A plea deal has been reached in a 2011 fight in Radford that resulted in one man’s death.
As part of the plea agreement, Erik Czajkowski will serve a year-and-a-half in prison.
Prosecutors say Czajkowski got into a fight with Michael Duncan in August 2011 outside of Café 24 in Radford. Duncan was hit in the face, and then fell back and hit his head on the sidewalk.
Duncan was declared brain dead and later died. He was 39. Duncan punched an employee at Sharkey’s and was kicked out of the bar shortly before he got into the fight with Czajkowski. This was one of the factors that made the case difficult to prosecute, according to Radford Commonwealth’s Attorney Chris Rehak.
"The Commonwealth firmly believes the assault of Michael Duncan was an unprovoked attack. The resulting death by all accounts was accidental and hence involuntary manslaughter,” Rehak wrote in a news release.
As part of the plea agreement, a felony murder charge was reduced to involuntary manslaughter, and an aggravated malicious wounding charge was dropped to unlawful wounding.
Here is the entire news release from the Radford Commonwealth’s Attorney:
On August 19, 2011 Radford City Police responded downtown just before midnight to an altercation with injuries. Authorities found Michael Allen Duncan, age 39, unresponsive and suffering severe head trauma. Police determined Duncan was struck in the face outside the bar Cafe 24, fell backwards hitting his head on the sidewalk. He was taken to the hospital and never regained consciousness. Declared brain dead, Duncan was removed from life support just before midnight August 22, 2011.
After an investigation, Erik Stevens Czajkowski, age 26 (5/14/87), was charged with aggravated malicious wounding. Defendant was arrested shortly thereafter and released upon posting a $75,000 bond. He would later have another charge added, second degree felony homicide, by way of direct indictment. Bond was increased to $100,000 and posted by defendant once again.

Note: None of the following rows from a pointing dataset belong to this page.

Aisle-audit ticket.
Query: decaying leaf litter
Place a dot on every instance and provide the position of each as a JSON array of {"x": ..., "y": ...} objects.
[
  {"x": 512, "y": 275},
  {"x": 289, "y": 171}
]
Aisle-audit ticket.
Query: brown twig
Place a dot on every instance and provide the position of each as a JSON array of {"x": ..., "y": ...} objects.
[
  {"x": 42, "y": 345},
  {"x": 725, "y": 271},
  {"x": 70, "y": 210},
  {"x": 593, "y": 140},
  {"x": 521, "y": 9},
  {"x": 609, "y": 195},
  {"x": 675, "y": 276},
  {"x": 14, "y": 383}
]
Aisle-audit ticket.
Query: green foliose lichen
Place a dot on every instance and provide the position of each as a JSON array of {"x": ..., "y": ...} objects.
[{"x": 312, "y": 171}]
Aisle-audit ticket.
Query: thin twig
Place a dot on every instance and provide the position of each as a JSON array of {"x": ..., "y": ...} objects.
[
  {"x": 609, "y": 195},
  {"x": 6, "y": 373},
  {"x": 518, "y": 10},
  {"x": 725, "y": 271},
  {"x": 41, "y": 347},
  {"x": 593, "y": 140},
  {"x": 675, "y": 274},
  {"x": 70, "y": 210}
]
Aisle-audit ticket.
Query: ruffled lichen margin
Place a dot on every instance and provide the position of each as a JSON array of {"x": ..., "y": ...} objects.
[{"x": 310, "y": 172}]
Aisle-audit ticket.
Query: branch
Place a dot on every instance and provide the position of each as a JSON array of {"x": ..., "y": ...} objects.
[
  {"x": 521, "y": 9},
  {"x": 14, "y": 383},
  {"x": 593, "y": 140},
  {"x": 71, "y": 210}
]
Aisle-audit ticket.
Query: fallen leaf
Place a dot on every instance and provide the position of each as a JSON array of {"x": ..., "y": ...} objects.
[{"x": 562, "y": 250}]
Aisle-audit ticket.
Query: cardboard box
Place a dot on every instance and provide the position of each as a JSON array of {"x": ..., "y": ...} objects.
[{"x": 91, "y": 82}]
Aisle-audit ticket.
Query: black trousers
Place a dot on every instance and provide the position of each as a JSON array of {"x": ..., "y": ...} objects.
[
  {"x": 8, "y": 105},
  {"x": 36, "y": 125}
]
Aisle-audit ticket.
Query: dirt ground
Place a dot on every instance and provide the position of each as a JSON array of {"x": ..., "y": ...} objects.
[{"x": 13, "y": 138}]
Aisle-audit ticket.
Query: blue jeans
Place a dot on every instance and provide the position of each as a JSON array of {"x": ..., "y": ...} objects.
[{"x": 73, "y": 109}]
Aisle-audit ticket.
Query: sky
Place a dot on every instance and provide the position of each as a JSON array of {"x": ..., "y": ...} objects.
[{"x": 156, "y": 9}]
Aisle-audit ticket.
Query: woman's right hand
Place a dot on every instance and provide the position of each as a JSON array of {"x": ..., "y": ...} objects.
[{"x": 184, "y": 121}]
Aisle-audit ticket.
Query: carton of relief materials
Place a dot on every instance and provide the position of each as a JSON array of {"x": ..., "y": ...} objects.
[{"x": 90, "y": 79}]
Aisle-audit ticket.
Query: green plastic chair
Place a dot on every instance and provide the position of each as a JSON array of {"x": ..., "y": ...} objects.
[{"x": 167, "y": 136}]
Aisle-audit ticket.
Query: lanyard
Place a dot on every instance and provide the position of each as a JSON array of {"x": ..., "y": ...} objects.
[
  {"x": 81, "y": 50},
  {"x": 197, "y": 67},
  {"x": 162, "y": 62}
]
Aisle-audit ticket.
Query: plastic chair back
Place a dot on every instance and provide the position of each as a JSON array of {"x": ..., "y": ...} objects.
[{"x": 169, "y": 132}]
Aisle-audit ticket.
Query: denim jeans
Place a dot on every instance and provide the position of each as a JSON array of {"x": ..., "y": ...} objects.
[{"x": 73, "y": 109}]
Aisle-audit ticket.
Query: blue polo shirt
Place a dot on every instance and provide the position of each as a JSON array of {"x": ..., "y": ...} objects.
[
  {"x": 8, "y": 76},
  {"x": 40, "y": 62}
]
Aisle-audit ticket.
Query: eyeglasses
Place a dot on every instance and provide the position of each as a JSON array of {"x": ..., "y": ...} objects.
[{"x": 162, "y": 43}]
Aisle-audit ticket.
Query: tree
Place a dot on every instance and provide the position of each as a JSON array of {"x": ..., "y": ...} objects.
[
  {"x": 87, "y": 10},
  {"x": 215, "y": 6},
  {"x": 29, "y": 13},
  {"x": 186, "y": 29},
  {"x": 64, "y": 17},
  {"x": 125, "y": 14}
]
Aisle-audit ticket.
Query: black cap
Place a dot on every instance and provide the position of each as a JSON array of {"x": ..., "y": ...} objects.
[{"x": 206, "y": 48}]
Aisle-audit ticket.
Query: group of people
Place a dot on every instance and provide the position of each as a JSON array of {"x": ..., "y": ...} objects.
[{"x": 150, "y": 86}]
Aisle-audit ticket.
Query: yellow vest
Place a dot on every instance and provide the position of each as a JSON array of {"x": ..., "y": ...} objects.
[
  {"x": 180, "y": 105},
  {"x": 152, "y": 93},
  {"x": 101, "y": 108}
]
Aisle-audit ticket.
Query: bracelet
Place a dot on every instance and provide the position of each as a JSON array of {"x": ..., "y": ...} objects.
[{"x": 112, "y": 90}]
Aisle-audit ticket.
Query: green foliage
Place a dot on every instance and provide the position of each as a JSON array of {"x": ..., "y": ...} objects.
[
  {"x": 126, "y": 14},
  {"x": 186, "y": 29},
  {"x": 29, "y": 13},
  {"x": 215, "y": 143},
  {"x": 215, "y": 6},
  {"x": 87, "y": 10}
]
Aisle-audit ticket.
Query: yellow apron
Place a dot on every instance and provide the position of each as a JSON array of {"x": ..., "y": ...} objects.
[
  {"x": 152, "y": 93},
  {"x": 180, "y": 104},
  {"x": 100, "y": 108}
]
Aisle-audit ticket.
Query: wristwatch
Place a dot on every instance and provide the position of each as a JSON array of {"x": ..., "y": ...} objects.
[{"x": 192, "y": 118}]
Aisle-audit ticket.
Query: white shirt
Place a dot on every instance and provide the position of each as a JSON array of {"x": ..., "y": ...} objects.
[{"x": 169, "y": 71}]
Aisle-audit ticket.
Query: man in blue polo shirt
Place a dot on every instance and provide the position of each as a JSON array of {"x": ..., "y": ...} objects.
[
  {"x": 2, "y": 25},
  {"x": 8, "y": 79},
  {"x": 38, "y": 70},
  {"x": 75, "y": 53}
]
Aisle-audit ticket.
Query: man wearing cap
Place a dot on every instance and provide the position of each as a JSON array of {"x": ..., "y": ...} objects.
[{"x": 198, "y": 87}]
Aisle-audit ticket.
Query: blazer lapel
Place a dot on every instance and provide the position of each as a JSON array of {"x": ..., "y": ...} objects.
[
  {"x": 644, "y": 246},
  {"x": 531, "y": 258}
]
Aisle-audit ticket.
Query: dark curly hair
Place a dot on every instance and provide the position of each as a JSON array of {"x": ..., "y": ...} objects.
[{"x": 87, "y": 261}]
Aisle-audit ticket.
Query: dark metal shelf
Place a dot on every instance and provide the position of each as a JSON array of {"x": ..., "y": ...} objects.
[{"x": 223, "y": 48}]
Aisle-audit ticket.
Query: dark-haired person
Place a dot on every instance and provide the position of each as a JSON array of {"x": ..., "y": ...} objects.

At trial the Commonwealth planned to call sixteen witnesses including the medical examiner who conducted the autopsy. Unfortunately there were few if any eyewitnesses to the entire exchange between Duncan and Czajkowski. A detective spoke to defendant very briefly over the telephone who told police he punched Duncan after he was hit in the eye and assaulted first. Radford police tracked down a Cafe 24 credit card receipt for August 19, 2011 showing six alcoholic beverages were purchased by defendant.
Several facts made the Commonwealth's case challenging. For example:
1. defendant had no prior criminal convictions
2. victim was intoxicated at Sharkey's minutes earlier
3. victim punched an employee at Sharkey's minutes earlier
4. victim was forcible removed from Sharkey's minutes earlier
5. victim / deceased had a .24 % BAC
Some facts were in dispute, but none greater than defendant's assertion Michael Duncan struck the first blow. If believed by the trier of fact, Virginia's law on self-defense may have resulted in acquittal. However, no Commonwealth's witness saw Duncan ever strike the defendant.
In consideration of facts legal issues and the uncertainties of trial, the Commonwealth collaborated with the victim's family and carefully negotiated a plea agreement in accord with their wishes.
The felony murder charge was reduced to involuntary manslaughter and the aggravated malicious wounding was amended to unlawful wounding. In exchange for a no contest plea charges were resolved as follows:
• involuntary manslaughter (F) 10 years 9 years suspended $0 fine
• unlawful wounding (F) 5 years 4 ½ years suspended $0 fine
Sentences run consecutively for a fifteen (15) year total. Defendant gets credit for time served and active probation for five (5) years upon release. Suspended sentences may be revoked pursuant to Virginia Code § 19.2-306 for fifteen (15) years. Restitution for funeral expenses in the amount of $11,902.92 was paid to the victim's family before the plea as part of our agreement.
"The Commonwealth firmly believes the assault of Michael Duncan was an unprovoked attack. The resulting death by all accounts was accidental and hence involuntary manslaughter. Securing convictions, avoid appeals and sparing the victim's family the pain and anxiety of trial were also factors taken in to account. This tragedy highlights hazards of drinking alcohol normally overlooked. Excessive alcohol consumption tends to foster bravado, aggressiveness and violence."